Overall, this is a classic romance novel, with otherwise great, intense and arousing sexual encounters, excellent build up of sexual tension and two well described, highly sexual protagonists. The thoughts, desires and fears of both characters are dealt with sensitively and with maturity. If you can ignore the liberal and unnecessary use of F-bombs thrown into the general dialogue (and can blot the alley scene from your mind), you will enjoy this book as the slice of escapism it’s meant to be. In true romance novel style, Dominic and Alecia are both financially well-to-do, which makes their homes and travel options all the more plush and perfect for the luxe we seek. Last minute month-long trips to Italy, $100,000 dollar weddings and a broken pair of $700 Jimmy Choo shoes are just a part of daily life events in this world, and we can’t help but imagine ‘wouldn’t that be nice!’?

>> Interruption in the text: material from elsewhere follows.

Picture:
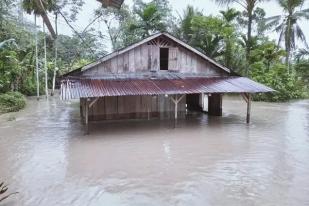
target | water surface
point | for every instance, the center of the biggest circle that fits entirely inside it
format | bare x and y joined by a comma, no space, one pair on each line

Another benefit, or drawback, depending on your familiarity with other books of the ‘With Me in Seattle’ series, is the time spent revisiting the many characters and couples from Ms. Proby’s previous books in the series. A rare treat for some readers as most couple’s stories usually end on the last page of their particular novel or perhaps with just a brief epilogue. In the pages of Forever With Me, Ms. Proby gives us a peek into where all of her couples have ended up as they attend weddings and parties, some with children in tow. Confusingly, there are times when the background stories of these people are filled in just enough to make these narrative tangents interesting and enjoyable to the uninitiated, but unfortunately there a few too many listings of unfamiliar characters present at various functions. Perhaps a culminating novel, rather than the nostalgic last chapter told from the viewpoint of the Montgomery patriarch, would have helped put the Montgomery clan’s epilogue to rest in a more considered, less rushed way.

Ultimately, one of the things I truly loved about this book from the first page until the last page was the setting, a sort of surprise as Seattle is depicted in a richly beautiful way and not as the perpetually rainy home of grunge and discontent. Ms. Proby treats us to gorgeously lush vineyards in late summer, picnics by the water and late night glasses of wine in front of outdoor fireplaces. She has made Seattle accessible to us as readers and has embedded a new desirable destination for all of the travellers out there. Ms. Proby has accomplished her overall goal in this book: to give us a few hours of pleasurable escape through romance and some sizzling sex against a beautiful natural backdrop, all in a world of luxury few of us will live in, but certainly love to have a vicarious peek into.